Ok fine maybe I am not exactly totally up to the idea of apologising, cos somewhere deep down in my heart I still feel I am not totally in the wrong. She touched my stuffs w/o asking me 1st, when I ask abt it, she dont give a shit, she is not apologetic at all, and she feels that she is the only one who is tired in the whole wide world. Yea, I really felt this way, and guess wat, yes I resent the fact that i am eating humble pie to set things str8 and she not only dont accept my apology, she still thinks she is in the right. Ok yea I hate this attitude of hers, thinking she is always right, well, it runs in the genes.

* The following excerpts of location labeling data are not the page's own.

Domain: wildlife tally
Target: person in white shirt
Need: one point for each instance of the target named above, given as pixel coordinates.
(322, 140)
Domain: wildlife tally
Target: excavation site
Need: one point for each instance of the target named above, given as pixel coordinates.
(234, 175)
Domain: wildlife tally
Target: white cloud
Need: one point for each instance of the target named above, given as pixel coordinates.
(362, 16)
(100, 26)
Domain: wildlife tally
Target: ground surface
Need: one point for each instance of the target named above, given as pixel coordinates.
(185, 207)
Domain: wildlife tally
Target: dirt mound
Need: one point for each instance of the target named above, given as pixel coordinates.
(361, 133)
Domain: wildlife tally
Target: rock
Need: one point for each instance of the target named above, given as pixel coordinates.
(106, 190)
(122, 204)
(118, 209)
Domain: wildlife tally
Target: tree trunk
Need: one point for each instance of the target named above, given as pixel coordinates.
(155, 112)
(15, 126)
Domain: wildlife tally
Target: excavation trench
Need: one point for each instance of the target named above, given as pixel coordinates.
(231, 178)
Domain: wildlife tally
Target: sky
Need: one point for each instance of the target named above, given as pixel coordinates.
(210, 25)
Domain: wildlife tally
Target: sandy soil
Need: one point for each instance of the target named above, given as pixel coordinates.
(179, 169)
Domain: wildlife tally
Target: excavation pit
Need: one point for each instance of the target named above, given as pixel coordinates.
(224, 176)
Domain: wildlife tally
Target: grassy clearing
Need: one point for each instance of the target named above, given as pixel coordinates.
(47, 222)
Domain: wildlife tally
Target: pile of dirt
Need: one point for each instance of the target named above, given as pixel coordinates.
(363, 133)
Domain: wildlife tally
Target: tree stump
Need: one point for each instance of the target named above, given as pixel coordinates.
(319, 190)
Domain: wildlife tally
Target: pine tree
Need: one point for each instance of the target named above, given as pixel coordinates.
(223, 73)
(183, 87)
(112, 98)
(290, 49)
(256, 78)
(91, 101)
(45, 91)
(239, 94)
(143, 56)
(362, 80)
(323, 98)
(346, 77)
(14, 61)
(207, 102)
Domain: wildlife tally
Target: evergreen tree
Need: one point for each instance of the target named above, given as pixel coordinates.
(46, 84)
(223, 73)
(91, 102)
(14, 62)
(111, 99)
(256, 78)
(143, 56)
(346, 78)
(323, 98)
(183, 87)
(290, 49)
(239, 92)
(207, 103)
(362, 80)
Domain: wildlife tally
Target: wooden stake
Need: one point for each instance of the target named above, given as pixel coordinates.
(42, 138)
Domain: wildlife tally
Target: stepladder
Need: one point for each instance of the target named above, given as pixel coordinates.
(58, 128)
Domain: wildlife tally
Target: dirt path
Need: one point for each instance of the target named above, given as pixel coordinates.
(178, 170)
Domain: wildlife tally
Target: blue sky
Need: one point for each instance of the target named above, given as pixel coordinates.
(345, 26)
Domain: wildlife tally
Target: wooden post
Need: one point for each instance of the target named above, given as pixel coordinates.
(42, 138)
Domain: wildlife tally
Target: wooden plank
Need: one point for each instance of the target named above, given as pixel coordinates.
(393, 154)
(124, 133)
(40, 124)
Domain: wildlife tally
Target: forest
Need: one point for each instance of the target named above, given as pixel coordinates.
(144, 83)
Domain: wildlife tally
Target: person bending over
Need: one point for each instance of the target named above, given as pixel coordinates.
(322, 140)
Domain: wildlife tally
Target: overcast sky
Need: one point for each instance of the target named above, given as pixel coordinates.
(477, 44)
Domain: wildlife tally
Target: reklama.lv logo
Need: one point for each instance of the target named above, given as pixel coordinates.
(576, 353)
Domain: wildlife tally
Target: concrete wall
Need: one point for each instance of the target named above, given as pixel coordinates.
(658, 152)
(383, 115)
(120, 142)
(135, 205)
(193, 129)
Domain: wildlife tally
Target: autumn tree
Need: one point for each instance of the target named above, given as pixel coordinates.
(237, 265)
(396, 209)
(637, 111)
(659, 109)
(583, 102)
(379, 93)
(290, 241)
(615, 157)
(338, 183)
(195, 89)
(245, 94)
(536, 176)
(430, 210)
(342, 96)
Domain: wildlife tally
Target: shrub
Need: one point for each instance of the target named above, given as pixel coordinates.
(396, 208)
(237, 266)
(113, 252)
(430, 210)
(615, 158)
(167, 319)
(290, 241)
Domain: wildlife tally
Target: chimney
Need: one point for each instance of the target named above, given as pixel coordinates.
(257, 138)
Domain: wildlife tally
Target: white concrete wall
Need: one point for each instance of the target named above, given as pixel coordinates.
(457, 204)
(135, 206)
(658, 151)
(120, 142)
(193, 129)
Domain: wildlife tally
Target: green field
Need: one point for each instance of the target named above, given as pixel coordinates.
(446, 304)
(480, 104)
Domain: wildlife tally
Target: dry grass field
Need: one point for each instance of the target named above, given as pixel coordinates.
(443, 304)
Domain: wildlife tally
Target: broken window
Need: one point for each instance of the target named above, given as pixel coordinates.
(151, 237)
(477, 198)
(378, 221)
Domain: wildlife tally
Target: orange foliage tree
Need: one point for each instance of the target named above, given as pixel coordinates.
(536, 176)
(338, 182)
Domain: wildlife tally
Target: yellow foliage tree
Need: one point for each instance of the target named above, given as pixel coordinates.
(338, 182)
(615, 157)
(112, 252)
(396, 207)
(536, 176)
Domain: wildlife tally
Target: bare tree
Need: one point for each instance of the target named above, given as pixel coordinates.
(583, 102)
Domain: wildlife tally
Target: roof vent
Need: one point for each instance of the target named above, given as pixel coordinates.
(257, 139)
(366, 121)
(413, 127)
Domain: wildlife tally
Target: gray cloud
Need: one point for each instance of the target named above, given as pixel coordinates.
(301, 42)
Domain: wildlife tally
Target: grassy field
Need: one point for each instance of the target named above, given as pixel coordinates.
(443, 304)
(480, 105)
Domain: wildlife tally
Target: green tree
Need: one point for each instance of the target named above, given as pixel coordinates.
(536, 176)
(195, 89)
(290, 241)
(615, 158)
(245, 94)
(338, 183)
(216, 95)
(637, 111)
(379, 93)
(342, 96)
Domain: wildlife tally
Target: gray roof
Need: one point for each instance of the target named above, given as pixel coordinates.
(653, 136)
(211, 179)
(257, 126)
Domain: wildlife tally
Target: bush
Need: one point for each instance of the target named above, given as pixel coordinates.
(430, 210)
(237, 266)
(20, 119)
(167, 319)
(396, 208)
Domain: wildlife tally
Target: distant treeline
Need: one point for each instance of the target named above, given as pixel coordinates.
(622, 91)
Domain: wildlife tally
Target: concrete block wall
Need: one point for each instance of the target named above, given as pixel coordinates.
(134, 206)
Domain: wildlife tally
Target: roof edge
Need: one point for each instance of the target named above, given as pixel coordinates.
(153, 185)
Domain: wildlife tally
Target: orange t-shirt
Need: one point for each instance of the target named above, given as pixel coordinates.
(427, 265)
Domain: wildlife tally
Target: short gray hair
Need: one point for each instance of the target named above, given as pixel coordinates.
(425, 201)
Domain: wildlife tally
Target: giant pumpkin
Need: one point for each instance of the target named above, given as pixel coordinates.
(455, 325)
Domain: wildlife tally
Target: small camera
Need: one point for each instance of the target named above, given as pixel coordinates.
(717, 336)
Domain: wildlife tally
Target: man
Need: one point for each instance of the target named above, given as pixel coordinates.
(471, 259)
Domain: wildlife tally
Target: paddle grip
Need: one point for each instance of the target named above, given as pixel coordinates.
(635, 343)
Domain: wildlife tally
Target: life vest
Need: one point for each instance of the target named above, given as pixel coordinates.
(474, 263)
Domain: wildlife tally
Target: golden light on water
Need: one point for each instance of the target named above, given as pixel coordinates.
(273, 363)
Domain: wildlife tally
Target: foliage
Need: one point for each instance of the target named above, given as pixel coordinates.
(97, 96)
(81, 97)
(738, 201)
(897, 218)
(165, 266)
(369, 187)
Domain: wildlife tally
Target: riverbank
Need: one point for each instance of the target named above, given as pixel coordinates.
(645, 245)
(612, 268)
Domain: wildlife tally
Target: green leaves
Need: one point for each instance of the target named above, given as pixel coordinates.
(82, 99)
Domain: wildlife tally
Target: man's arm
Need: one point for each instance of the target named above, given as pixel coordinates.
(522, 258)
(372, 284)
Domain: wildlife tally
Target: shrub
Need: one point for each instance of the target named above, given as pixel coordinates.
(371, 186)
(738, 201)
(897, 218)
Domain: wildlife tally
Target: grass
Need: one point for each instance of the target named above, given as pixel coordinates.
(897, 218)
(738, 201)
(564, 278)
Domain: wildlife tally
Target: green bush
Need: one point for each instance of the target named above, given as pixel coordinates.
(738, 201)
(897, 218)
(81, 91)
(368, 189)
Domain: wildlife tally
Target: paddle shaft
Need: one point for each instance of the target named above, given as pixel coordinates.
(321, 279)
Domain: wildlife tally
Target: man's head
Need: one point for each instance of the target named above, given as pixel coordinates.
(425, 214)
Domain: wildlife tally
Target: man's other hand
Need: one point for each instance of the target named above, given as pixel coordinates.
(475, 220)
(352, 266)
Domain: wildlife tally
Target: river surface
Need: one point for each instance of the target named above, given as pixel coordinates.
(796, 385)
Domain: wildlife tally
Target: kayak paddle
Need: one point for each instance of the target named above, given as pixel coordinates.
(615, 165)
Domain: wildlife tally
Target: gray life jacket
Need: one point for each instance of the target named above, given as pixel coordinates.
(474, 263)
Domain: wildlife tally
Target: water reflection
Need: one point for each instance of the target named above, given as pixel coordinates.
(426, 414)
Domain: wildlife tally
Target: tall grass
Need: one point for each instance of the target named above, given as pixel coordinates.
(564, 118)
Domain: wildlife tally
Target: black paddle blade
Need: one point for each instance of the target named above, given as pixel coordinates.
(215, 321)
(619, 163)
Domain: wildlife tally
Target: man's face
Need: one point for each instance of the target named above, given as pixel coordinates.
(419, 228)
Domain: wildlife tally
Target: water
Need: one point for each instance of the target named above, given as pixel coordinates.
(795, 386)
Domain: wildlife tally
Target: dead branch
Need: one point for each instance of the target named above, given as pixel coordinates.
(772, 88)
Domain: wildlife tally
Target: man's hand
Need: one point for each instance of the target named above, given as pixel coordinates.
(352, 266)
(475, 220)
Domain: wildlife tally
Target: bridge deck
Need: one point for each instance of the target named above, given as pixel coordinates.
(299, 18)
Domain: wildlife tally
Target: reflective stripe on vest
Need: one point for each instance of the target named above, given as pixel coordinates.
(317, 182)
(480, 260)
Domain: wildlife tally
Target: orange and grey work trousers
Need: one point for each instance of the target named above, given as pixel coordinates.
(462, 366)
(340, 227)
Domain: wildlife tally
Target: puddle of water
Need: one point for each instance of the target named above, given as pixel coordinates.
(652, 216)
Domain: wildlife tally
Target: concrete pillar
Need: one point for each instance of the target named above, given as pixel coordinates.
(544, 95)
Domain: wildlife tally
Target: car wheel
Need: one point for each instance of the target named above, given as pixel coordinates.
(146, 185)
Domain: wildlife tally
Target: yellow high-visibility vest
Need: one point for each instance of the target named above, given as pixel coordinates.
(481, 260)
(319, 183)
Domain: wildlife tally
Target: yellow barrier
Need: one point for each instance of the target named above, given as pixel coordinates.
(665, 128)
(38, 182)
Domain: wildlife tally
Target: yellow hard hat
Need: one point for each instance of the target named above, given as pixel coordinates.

Its super irritating that here, i am trying to set things proper be4 I leave for Brunei, and dere she jus mus make things difficult. Den worst, everyone, thinks i am in the wrong. Everyone. Its as if ever since I gone into the army, I've become an outsider all of a sudden. Its liek I no longer "family".
Being a Guy sux, u have to take all the shit and the blame, all a Girl need to do is acty helpless and she gets all the attention and sympathy. I swear, in my nxt life, I mus be a Girl. Guy= ALways in the Wrong, Girl = Helpless; always in the right.
Maybe I shld had signed on navy, sail away, home all over the place. What is home? a material thing, or where tyhe heart belongs?